Remember, the pivot table is using our months as categories, but those months are just integers. So, we define them like this:
| SELECT * FROM crosstab( |
| 'SELECT extract(year from starts) as year, |
| extract(month from starts) as month, count(*) |
| FROM events |
| GROUP BY year, month |
| ORDER BY year, month', |
| 'SELECT * FROM month_count' |
| ) AS ( |
| year int, |
| jan int, feb int, mar int, apr int, may int, jun int, |
| jul int, aug int, sep int, oct int, nov int, dec int |
| ) ORDER BY YEAR; |
We have one column year (which is the row ID) and twelve more columns representing the months.
| year | jan | feb | mar | apr | may | jun | jul | aug | sep | oct | nov | dec |
| -----+-----+-----+-----+-----+-----+-----+-----+-----+-----+-----+-----+----- |
| 2018 | | 5 | | 1 | 1 | | | | | | | 1 |
Go ahead and add a couple more events on another year just to see next year’s event counts.

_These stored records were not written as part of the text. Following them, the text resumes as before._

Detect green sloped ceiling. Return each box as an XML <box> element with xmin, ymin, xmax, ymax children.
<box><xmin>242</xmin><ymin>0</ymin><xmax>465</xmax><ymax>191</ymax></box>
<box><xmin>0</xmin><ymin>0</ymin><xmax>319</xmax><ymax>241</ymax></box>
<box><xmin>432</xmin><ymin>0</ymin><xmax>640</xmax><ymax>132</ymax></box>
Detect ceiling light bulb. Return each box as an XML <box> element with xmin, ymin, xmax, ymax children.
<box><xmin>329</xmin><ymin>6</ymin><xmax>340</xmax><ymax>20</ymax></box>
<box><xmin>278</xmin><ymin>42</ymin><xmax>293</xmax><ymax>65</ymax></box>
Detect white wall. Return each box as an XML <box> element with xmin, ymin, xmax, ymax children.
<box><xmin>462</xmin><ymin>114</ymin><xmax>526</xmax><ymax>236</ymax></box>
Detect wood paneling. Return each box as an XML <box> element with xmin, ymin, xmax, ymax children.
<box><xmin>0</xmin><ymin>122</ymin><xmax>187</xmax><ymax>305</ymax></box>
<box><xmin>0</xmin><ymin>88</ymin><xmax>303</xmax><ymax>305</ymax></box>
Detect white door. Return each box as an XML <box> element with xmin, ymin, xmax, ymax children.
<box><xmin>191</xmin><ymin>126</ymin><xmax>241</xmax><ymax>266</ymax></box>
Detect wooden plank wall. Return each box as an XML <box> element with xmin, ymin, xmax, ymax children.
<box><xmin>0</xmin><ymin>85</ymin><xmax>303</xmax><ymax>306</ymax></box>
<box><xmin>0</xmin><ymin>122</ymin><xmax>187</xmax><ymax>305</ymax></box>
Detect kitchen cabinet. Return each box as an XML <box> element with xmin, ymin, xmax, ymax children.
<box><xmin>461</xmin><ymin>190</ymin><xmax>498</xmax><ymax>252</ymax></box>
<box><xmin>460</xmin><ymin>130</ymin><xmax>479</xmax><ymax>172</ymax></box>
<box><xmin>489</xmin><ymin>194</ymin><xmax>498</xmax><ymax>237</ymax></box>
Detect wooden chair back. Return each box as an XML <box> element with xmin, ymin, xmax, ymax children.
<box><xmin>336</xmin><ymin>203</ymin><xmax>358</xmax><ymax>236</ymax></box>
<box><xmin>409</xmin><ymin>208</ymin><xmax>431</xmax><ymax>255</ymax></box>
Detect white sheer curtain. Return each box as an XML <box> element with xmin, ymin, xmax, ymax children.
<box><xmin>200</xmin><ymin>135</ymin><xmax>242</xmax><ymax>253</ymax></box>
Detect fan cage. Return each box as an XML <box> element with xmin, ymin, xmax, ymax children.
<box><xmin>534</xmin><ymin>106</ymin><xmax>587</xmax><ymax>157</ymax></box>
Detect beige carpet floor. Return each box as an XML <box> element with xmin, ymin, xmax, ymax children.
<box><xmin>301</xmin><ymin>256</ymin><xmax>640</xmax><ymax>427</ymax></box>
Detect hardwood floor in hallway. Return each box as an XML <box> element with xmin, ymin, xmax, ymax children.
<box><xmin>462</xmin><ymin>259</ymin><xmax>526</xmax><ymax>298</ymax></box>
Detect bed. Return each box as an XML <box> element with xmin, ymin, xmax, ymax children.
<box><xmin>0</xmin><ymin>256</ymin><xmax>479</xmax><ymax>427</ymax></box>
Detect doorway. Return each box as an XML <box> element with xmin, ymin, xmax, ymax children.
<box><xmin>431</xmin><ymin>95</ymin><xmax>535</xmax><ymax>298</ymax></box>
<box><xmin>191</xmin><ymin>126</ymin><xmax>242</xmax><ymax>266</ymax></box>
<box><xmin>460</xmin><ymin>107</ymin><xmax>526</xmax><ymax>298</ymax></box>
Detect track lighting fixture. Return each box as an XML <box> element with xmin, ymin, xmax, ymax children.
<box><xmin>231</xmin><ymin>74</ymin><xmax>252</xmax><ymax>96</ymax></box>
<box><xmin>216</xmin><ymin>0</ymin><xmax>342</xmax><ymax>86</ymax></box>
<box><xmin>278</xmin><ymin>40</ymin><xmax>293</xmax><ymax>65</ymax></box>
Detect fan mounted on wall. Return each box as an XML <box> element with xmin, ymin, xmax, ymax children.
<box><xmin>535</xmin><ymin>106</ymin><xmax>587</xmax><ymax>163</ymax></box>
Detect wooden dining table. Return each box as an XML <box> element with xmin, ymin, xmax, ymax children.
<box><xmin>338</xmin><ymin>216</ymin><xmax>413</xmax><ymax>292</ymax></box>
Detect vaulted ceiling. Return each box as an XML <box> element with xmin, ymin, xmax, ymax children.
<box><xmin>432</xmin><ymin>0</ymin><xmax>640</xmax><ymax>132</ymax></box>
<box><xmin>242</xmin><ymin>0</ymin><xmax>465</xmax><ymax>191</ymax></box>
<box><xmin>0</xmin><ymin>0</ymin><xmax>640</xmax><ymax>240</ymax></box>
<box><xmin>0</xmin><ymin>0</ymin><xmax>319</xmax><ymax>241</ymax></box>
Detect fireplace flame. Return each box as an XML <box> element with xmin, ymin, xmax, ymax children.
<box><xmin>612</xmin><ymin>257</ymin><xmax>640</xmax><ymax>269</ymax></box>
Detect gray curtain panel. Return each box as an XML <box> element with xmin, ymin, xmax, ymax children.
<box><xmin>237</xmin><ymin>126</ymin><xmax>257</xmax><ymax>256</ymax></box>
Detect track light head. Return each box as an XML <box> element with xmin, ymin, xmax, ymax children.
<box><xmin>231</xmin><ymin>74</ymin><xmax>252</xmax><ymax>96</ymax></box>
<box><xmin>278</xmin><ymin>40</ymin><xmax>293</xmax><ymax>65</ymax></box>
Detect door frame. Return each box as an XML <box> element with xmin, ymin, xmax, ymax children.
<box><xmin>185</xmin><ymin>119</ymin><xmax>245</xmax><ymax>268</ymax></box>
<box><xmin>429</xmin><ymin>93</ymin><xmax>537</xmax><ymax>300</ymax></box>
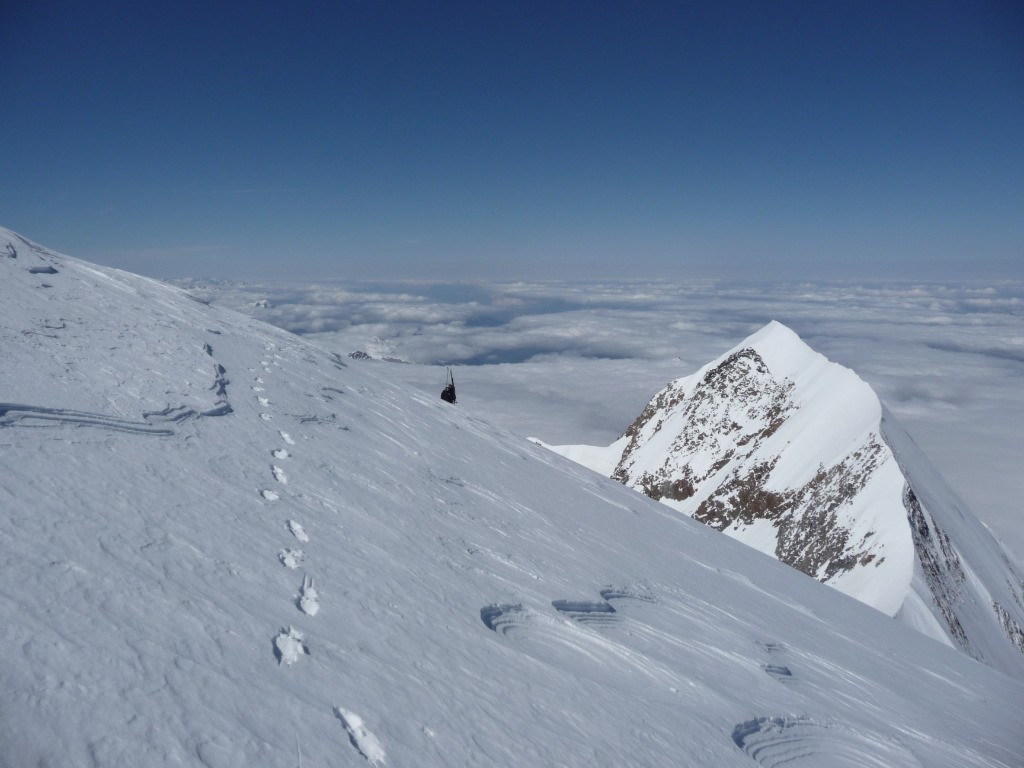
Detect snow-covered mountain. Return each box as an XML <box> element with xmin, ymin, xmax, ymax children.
<box><xmin>0</xmin><ymin>230</ymin><xmax>1024</xmax><ymax>768</ymax></box>
<box><xmin>552</xmin><ymin>323</ymin><xmax>1024</xmax><ymax>676</ymax></box>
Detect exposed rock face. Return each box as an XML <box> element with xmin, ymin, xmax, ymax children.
<box><xmin>554</xmin><ymin>323</ymin><xmax>1024</xmax><ymax>674</ymax></box>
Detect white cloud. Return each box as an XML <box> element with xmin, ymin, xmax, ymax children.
<box><xmin>182</xmin><ymin>281</ymin><xmax>1024</xmax><ymax>555</ymax></box>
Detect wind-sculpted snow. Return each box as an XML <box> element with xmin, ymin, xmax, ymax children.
<box><xmin>554</xmin><ymin>323</ymin><xmax>1024</xmax><ymax>677</ymax></box>
<box><xmin>0</xmin><ymin>232</ymin><xmax>1024</xmax><ymax>768</ymax></box>
<box><xmin>732</xmin><ymin>716</ymin><xmax>921</xmax><ymax>768</ymax></box>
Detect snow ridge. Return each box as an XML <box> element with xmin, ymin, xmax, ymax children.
<box><xmin>553</xmin><ymin>323</ymin><xmax>1024</xmax><ymax>675</ymax></box>
<box><xmin>0</xmin><ymin>230</ymin><xmax>1024</xmax><ymax>768</ymax></box>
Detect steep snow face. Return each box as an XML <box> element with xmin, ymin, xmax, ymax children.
<box><xmin>554</xmin><ymin>323</ymin><xmax>1024</xmax><ymax>684</ymax></box>
<box><xmin>585</xmin><ymin>323</ymin><xmax>913</xmax><ymax>615</ymax></box>
<box><xmin>6</xmin><ymin>230</ymin><xmax>1024</xmax><ymax>768</ymax></box>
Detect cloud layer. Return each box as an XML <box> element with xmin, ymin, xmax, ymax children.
<box><xmin>180</xmin><ymin>281</ymin><xmax>1024</xmax><ymax>555</ymax></box>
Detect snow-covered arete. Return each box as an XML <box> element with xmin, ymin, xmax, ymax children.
<box><xmin>549</xmin><ymin>322</ymin><xmax>1024</xmax><ymax>674</ymax></box>
<box><xmin>0</xmin><ymin>230</ymin><xmax>1024</xmax><ymax>768</ymax></box>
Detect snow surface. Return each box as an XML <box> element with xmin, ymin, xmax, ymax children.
<box><xmin>0</xmin><ymin>230</ymin><xmax>1024</xmax><ymax>768</ymax></box>
<box><xmin>538</xmin><ymin>322</ymin><xmax>1024</xmax><ymax>678</ymax></box>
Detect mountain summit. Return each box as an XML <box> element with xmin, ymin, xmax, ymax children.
<box><xmin>6</xmin><ymin>229</ymin><xmax>1024</xmax><ymax>768</ymax></box>
<box><xmin>551</xmin><ymin>322</ymin><xmax>1024</xmax><ymax>675</ymax></box>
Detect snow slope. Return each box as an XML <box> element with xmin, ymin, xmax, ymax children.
<box><xmin>549</xmin><ymin>323</ymin><xmax>1024</xmax><ymax>677</ymax></box>
<box><xmin>0</xmin><ymin>225</ymin><xmax>1024</xmax><ymax>768</ymax></box>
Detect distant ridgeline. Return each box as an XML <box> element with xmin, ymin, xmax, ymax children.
<box><xmin>549</xmin><ymin>322</ymin><xmax>1024</xmax><ymax>675</ymax></box>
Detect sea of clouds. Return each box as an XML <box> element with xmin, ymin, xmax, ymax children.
<box><xmin>177</xmin><ymin>280</ymin><xmax>1024</xmax><ymax>559</ymax></box>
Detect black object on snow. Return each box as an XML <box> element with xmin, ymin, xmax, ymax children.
<box><xmin>441</xmin><ymin>368</ymin><xmax>455</xmax><ymax>402</ymax></box>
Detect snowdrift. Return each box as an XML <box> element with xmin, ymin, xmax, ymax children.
<box><xmin>0</xmin><ymin>230</ymin><xmax>1024</xmax><ymax>768</ymax></box>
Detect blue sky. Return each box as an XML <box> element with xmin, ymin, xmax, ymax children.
<box><xmin>0</xmin><ymin>0</ymin><xmax>1024</xmax><ymax>280</ymax></box>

Run the crosstab function again, and enjoy the calendar.
Today finalized the basics of PostgreSQL. What we’re starting to see is that Postgres is more than just a server for storing vanilla datatypes and querying them. Instead, it’s a powerful data management engine that can reformat output data, store weird datatypes such as arrays, execute logic, and provide enough power to rewrite incoming queries.
Find
Do
Create a rule that captures DELETEs on venues and instead sets the active flag (created in the Day 1 homework) to FALSE.
A temporary table was not the best way to implement our event calendar pivot table. The generate_series(a, b) function returns a set of records, from a to b. Replace the month_count table SELECT with this.
Build a pivot table that displays every day in a single month, where each week of the month is a row and each day name forms a column across the top (seven days, starting with Sunday and ending with Saturday) like a standard month calendar. Each day should contain a count of the number of events for that date or should remain blank if no event occurs.